The Court is similarly unmoved by defendants’ argument that it was objectively
reasonable for Zoll to act as he did based on the fact that leading up to the moment in question
plaintiff had led the police on a lengthy pursuit and drove his car up on several lawns. To the
extent that such facts are coextensive with plaintiff’s version of events, whatever reasonable
belief Officer Zoll may have had that plaintiff posed a serious threat of serious physical harm to
Officer Maloney would have ended once, as plaintiff alleges, the car was turned off, the keys
were thrown on the dashboard, and plaintiff raised his hands in the air.

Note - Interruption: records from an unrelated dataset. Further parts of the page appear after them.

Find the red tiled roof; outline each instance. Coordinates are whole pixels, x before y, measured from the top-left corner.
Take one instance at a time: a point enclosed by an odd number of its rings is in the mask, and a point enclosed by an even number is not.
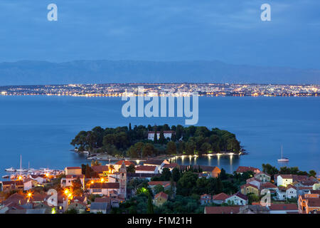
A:
[[[96,172],[109,171],[108,165],[95,165],[92,166],[91,168]]]
[[[244,187],[249,187],[249,186],[250,186],[252,187],[254,187],[254,188],[256,188],[257,190],[259,189],[257,186],[255,186],[255,185],[254,185],[252,184],[250,184],[250,183],[242,185],[241,185],[240,188],[242,189]]]
[[[34,193],[32,196],[31,201],[44,201],[47,197],[46,194]]]
[[[277,188],[277,186],[270,182],[265,182],[261,185],[261,188]]]
[[[68,179],[77,179],[78,177],[79,177],[79,178],[81,179],[81,178],[83,178],[83,177],[84,177],[84,175],[82,174],[81,174],[81,175],[66,175],[65,178],[68,178]]]
[[[255,177],[256,176],[258,176],[258,175],[260,175],[260,174],[264,174],[264,175],[265,175],[266,176],[268,176],[268,177],[271,177],[271,175],[269,175],[269,174],[267,174],[267,173],[266,173],[266,172],[259,172],[259,173],[255,174]]]
[[[122,165],[122,162],[124,162],[124,165],[125,166],[129,166],[130,165],[134,165],[134,162],[128,161],[128,160],[123,160],[117,161],[114,165]]]
[[[204,199],[204,198],[206,198],[207,197],[209,197],[209,199],[211,199],[211,197],[212,197],[210,195],[203,194],[200,196],[200,199]]]
[[[228,198],[229,195],[226,195],[224,192],[219,193],[218,195],[215,195],[212,196],[213,200],[225,200],[225,199]]]
[[[237,196],[237,197],[238,197],[239,198],[241,198],[241,199],[242,199],[242,200],[247,200],[247,197],[245,195],[243,195],[243,194],[242,194],[241,192],[237,192],[237,193],[235,193],[235,194],[233,194],[232,196],[230,196],[230,197],[233,197],[233,196]],[[229,198],[228,197],[228,198]]]
[[[239,166],[236,170],[237,172],[245,172],[248,171],[260,171],[258,168],[255,168],[250,166]]]
[[[94,183],[90,186],[90,189],[119,189],[119,182]]]
[[[160,134],[161,131],[157,131],[157,134]],[[174,131],[173,130],[164,130],[164,134],[174,134]],[[154,134],[154,131],[148,131],[148,134]]]
[[[206,207],[205,210],[206,214],[238,214],[240,206]]]
[[[269,209],[272,211],[281,210],[297,210],[298,206],[296,204],[271,204]]]
[[[251,178],[249,178],[249,179],[247,179],[246,180],[245,180],[245,182],[247,182],[247,183],[250,183],[250,182],[252,182],[252,181],[257,181],[257,182],[260,182],[260,183],[261,183],[261,180],[260,180],[259,179],[257,179],[257,178],[255,178],[255,177],[251,177]]]
[[[170,163],[170,164],[164,164],[164,168],[174,168],[176,167],[178,167],[178,163]]]
[[[151,181],[148,184],[149,184],[149,185],[152,185],[152,186],[158,185],[162,185],[162,186],[166,186],[166,185],[170,185],[170,183],[171,182],[169,181]],[[174,185],[176,185],[176,183],[174,182]]]
[[[81,167],[67,167],[65,168],[67,170],[78,170],[78,169],[81,170]]]
[[[148,165],[160,165],[165,160],[163,159],[148,159],[146,161],[144,162],[144,165],[148,164]]]
[[[154,198],[158,198],[158,197],[161,197],[161,198],[168,200],[168,195],[166,195],[164,192],[160,192],[154,196]]]
[[[136,171],[154,171],[156,168],[154,165],[139,165],[136,167]]]
[[[320,198],[308,198],[308,207],[320,207]]]
[[[112,198],[110,197],[99,197],[95,198],[95,202],[107,202],[108,204],[110,203]]]

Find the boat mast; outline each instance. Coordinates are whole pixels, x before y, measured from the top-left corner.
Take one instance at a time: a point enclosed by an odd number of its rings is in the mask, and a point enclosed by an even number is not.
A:
[[[282,143],[281,143],[281,159],[283,159]]]
[[[20,155],[20,175],[21,175],[22,170],[22,155]]]

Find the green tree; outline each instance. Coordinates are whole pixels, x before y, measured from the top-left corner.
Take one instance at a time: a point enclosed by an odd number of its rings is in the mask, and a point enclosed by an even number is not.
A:
[[[170,180],[171,178],[171,172],[168,168],[164,168],[162,170],[161,177],[164,181]]]
[[[172,141],[168,142],[166,144],[166,153],[168,155],[176,154],[176,146],[175,142]]]
[[[127,167],[127,172],[136,172],[136,168],[134,165],[131,164],[129,166]]]
[[[309,177],[316,177],[316,171],[314,171],[314,170],[310,170],[310,171],[309,171]]]
[[[166,139],[164,138],[164,131],[161,130],[160,131],[160,135],[159,137],[159,143],[160,143],[161,145],[163,145],[165,142]]]
[[[154,214],[154,204],[152,203],[152,198],[150,195],[148,195],[148,207],[146,213]]]
[[[177,167],[174,167],[172,170],[172,178],[176,182],[180,179],[180,171]]]
[[[191,171],[186,172],[177,183],[177,194],[188,196],[196,186],[198,175]]]
[[[154,186],[154,194],[158,194],[159,192],[164,192],[164,187],[161,185],[157,185]]]

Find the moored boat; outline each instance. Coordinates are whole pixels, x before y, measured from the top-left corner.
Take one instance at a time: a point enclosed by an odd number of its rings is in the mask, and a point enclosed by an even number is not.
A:
[[[8,169],[4,170],[6,172],[16,172],[16,170],[15,169],[14,169],[13,167],[11,167]]]
[[[281,158],[278,159],[279,162],[288,162],[289,158],[283,157],[282,145],[281,145]]]

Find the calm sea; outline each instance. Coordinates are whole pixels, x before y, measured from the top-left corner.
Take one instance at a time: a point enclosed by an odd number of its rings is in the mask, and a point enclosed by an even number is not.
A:
[[[125,118],[119,98],[0,96],[0,174],[22,165],[64,168],[90,162],[70,152],[70,142],[82,130],[134,125],[184,124],[183,118]],[[198,125],[234,133],[249,155],[178,160],[181,164],[218,165],[227,172],[239,165],[288,166],[320,174],[320,98],[218,97],[199,98]],[[1,176],[0,176],[1,177]]]

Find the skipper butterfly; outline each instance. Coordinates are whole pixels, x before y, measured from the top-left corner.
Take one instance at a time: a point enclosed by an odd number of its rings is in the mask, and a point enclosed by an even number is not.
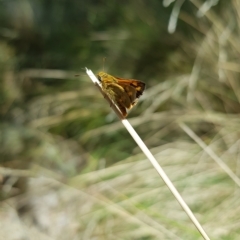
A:
[[[116,104],[125,118],[127,110],[135,106],[143,94],[145,83],[135,79],[114,77],[105,72],[99,72],[97,77],[103,92]]]

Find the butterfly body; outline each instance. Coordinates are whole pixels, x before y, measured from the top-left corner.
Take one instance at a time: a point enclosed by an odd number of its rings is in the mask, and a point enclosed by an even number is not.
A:
[[[145,89],[145,83],[135,79],[114,77],[105,72],[97,74],[103,92],[117,105],[123,117],[136,105]]]

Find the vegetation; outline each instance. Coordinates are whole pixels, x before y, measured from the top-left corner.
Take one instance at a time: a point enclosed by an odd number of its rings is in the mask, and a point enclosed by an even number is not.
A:
[[[128,119],[209,237],[239,239],[239,1],[167,2],[0,1],[0,239],[202,239],[85,75],[104,57],[146,82]]]

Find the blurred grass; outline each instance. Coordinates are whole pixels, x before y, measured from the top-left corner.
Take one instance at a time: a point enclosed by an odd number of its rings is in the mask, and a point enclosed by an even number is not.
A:
[[[147,83],[129,121],[211,239],[239,239],[239,186],[180,127],[239,176],[239,2],[203,3],[169,35],[160,1],[0,2],[0,239],[201,239],[79,70],[103,57]]]

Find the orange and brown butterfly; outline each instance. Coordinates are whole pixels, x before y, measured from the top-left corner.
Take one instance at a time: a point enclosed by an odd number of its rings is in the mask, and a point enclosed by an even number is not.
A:
[[[111,76],[105,72],[97,74],[103,92],[117,105],[125,118],[143,94],[145,83],[135,79],[124,79]]]

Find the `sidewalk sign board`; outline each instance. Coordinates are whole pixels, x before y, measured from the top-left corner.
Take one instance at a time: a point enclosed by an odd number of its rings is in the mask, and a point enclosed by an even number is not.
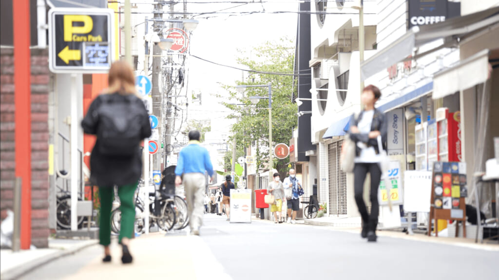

Defendants’ motion for summary judgment on plaintiff’s §1983 claims is therefore
denied for a second time.
Defendants argue that plaintiff’s claims for battery should be dismissed because Officer
Zoll is protected by New York Penal Law §35.50. That statute provides a justification defense to
police officers for whom “the use of deadly physical force is necessary to defend the police
officer or peace officer or another person from what the officer reasonably believes to be the use
or imminent use of deadly physical force.” N.Y. Penal Law § 35.30(1)(c). Defendants’ argument
here fails substantially for the reasons that his §1983 arguments fail above, namely, that it would
only have been reasonable for Zoll to believe that the deadly force was necessary if the Court
disregards plaintiff’s version of events. Defendants’ motion for summary judgment on plaintiff’s
claim for battery is therefore denied.
Accordingly, defendants’ motion for summary judgment is denied. 3 As Magistrate Judge
Tomlinson has certified this case as trial ready, the Court shall inform the parties shortly of the
dates for a final pretrial conference with the undersigned and trial.
Dated: Central Islip, New York
March 28, 2012
Denis R. Hurley
United States District Judge
Plaintiff has withdrawn his claim for negligence. (See P’s Opp. at 11.)